Tuesday, April 2, 2019

I'm still sick. Yesterday I did manage to rake some leaves and hang some laundry. I made chicken stock and sewed on my dress and ran some errands, but I did it all at half-speed, amid coughing and sneezing and sighing and squinting and blowing my nose. I feel like I'm half-human, half-slime mold. On the bright side, the timing is good: I've got a slight respite, work-wise, so can enjoy my life as a rotting mushroom without guilt.


Anyway, I've got time to read, if I could understand what I was reading. Last night Tom asked if I'd like to play cribbage, and I told him I couldn't pay attention long enough to get through the game. I'm significantly dumber than usual, and all I wanted to do last night was sit on the couch and watch cartoons.

Thus, I will turn to my far more intelligent children for news and comedy. Believe it or not, my younger son has managed to pick all four teams in the NCAA men's final four. Among the millions of people who make brackets on the ESPN site, he is in the top .046%. Did I mention he also goes to art school?
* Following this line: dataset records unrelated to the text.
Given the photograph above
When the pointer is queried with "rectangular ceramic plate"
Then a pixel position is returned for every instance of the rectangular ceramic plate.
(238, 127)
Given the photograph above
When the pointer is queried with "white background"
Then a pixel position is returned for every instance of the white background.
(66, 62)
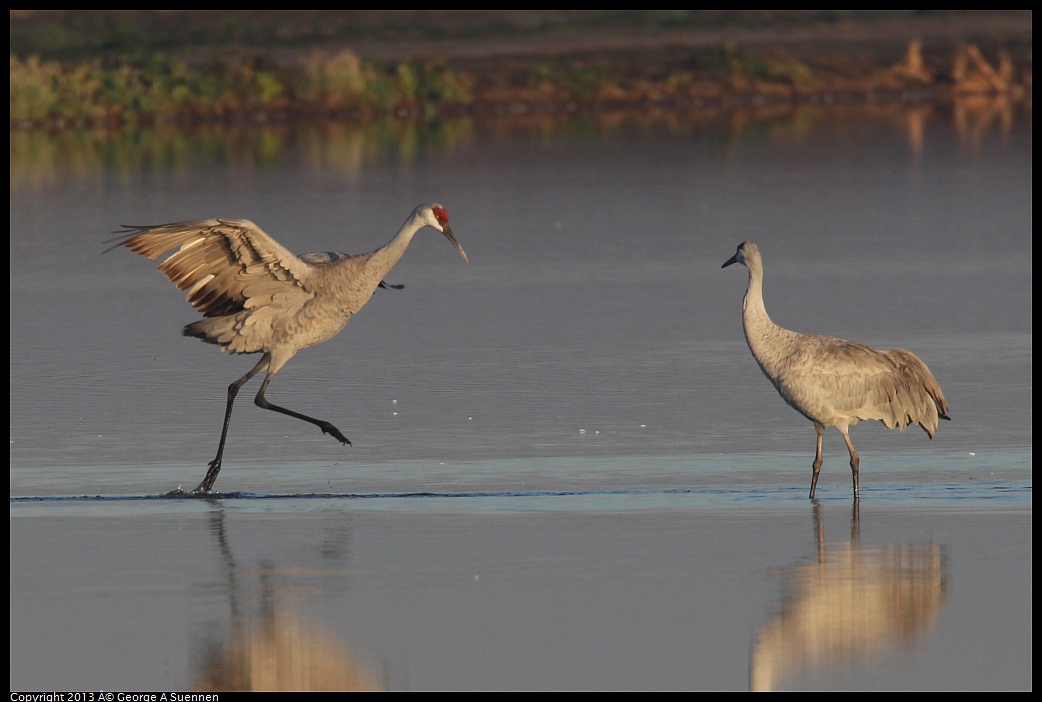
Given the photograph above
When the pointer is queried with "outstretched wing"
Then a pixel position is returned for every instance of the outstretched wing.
(222, 264)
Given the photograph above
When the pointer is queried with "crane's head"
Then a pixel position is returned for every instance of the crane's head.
(745, 251)
(436, 217)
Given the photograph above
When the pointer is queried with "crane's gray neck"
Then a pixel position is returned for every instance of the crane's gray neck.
(767, 341)
(385, 258)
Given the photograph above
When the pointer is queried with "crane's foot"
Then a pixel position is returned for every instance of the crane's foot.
(335, 432)
(212, 470)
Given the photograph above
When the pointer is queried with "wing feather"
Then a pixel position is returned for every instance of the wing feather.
(223, 265)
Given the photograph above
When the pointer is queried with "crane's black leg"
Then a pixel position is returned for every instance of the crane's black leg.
(854, 464)
(817, 458)
(324, 426)
(215, 466)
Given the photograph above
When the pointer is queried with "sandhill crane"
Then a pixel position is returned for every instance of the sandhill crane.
(836, 382)
(257, 297)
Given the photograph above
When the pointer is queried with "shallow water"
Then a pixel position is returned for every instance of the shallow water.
(567, 470)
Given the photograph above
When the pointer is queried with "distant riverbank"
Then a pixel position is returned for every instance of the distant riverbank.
(182, 67)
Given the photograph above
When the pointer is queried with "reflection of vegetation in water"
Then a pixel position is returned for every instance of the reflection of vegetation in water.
(39, 158)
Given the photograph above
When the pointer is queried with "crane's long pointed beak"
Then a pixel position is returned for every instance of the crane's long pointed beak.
(449, 235)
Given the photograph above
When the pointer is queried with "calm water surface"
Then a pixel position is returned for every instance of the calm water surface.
(568, 471)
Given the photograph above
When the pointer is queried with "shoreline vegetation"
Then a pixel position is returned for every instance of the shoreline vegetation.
(132, 69)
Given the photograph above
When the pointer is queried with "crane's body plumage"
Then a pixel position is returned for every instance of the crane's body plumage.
(258, 297)
(833, 381)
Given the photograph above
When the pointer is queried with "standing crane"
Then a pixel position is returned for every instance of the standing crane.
(257, 297)
(835, 382)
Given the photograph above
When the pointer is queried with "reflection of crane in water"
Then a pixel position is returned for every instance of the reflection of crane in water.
(833, 381)
(851, 605)
(277, 651)
(257, 297)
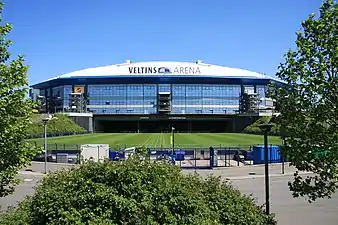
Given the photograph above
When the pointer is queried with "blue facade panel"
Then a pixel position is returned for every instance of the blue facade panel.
(273, 154)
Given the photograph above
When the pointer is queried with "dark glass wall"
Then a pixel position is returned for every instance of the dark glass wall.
(142, 98)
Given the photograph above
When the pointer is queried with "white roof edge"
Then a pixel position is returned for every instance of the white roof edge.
(198, 68)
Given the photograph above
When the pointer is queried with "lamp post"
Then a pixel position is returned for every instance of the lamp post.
(45, 120)
(173, 139)
(266, 128)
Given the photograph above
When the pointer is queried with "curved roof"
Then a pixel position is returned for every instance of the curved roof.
(130, 69)
(164, 68)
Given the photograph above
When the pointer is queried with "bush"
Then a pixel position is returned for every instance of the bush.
(62, 126)
(138, 192)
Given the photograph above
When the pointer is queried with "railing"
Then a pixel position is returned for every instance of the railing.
(186, 157)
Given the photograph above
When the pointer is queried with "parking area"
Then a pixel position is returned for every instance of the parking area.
(249, 179)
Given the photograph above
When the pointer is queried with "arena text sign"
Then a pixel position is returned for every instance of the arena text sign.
(164, 70)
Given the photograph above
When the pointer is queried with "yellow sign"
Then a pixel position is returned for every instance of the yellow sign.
(79, 90)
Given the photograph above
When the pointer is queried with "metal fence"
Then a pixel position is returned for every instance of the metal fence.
(188, 157)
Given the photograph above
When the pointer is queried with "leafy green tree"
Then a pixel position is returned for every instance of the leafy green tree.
(308, 104)
(15, 115)
(135, 191)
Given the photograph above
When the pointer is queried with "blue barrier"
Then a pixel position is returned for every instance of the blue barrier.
(273, 154)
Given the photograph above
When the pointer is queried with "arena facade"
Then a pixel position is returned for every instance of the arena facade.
(156, 96)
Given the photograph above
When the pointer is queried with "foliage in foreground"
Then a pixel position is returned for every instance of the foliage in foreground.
(309, 104)
(15, 114)
(62, 125)
(135, 192)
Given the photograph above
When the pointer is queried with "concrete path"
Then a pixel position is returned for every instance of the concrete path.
(289, 211)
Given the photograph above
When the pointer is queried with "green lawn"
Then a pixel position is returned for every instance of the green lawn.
(160, 140)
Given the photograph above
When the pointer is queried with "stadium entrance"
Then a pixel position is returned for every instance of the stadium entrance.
(158, 124)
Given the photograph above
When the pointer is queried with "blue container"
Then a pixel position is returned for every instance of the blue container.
(273, 154)
(180, 155)
(112, 155)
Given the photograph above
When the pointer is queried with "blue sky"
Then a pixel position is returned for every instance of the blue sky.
(61, 36)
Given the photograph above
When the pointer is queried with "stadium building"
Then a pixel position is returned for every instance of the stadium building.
(156, 96)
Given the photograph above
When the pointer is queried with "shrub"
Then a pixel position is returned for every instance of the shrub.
(139, 192)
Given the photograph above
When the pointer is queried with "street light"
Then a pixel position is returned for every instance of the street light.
(173, 139)
(45, 120)
(266, 129)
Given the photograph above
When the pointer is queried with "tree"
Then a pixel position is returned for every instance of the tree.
(15, 115)
(135, 191)
(308, 104)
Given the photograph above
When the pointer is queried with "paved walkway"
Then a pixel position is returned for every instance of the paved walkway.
(288, 210)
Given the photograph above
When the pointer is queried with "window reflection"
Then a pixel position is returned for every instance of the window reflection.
(142, 98)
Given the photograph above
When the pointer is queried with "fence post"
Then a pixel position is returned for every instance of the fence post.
(195, 157)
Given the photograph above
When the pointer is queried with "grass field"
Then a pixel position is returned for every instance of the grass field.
(186, 140)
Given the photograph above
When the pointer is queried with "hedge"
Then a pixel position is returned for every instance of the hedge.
(138, 192)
And my older son pulled off an extremely fine April Fool's prank. My phone rings, the ID comes up as "Unknown Caller," and I of course let it go to voice mail. Later, when I check the voice mail before deleting it, I hear a grainy version of a song . . . and wait, it's my least favorite song of all, the Eagles's "Hotel California," and now it's turning into a clip from The Big Lebowski, the moment when the Dude asks the cab driver to change the station because "I hate the fucking Eagles" and then he gets tossed out of the car . . . and now I know this has got to be a son playing a joke on me. It was a good one, and cheered me up considerably in my mushroom gloom.

Monday, April 1, 2019

My day in Bangor went well: a full class, very engaged; and then an evening with a dear Harmony friend. But this head cold has been less charming. I thought I was getting better, and now this morning I feel as if I spent last night under a street sweeper. It's amazing how bad a cold can make a person feel, and yet it's such a minor illness.
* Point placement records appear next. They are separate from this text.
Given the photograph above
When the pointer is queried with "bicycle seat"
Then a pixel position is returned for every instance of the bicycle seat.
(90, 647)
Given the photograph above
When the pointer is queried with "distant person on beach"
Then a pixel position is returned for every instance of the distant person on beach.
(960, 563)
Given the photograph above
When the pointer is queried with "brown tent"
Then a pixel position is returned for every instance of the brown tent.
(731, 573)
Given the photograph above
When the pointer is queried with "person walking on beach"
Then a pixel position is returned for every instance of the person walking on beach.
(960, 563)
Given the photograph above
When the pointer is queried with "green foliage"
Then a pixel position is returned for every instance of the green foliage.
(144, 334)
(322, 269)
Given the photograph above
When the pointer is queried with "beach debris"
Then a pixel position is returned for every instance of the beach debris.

Ah well. I'm glad to be home moping on my own couch.

Tom spent yesterday building garden boxes for me, which of course are far more beautiful than most garden boxes because that's the kind of person he is. Now we can't decide where to put them. Originally we'd planned on the front yard, but then we accidentally discovered that they improve one of the cesspit areas of the property considerably. There's a strip of ex-driveway--broken asphalt, lingering gravel--that we haven't known how to handle. But if you cover it up with garden boxes. . . .

Today I'd hoped to hang laundry on the new lines, and to rake out the rest of the gardens, and to take a trip to the store for soil. But my head is going to have to be a new head if I'm going to accomplish such things. Perhaps, with another cup of coffee, it will be.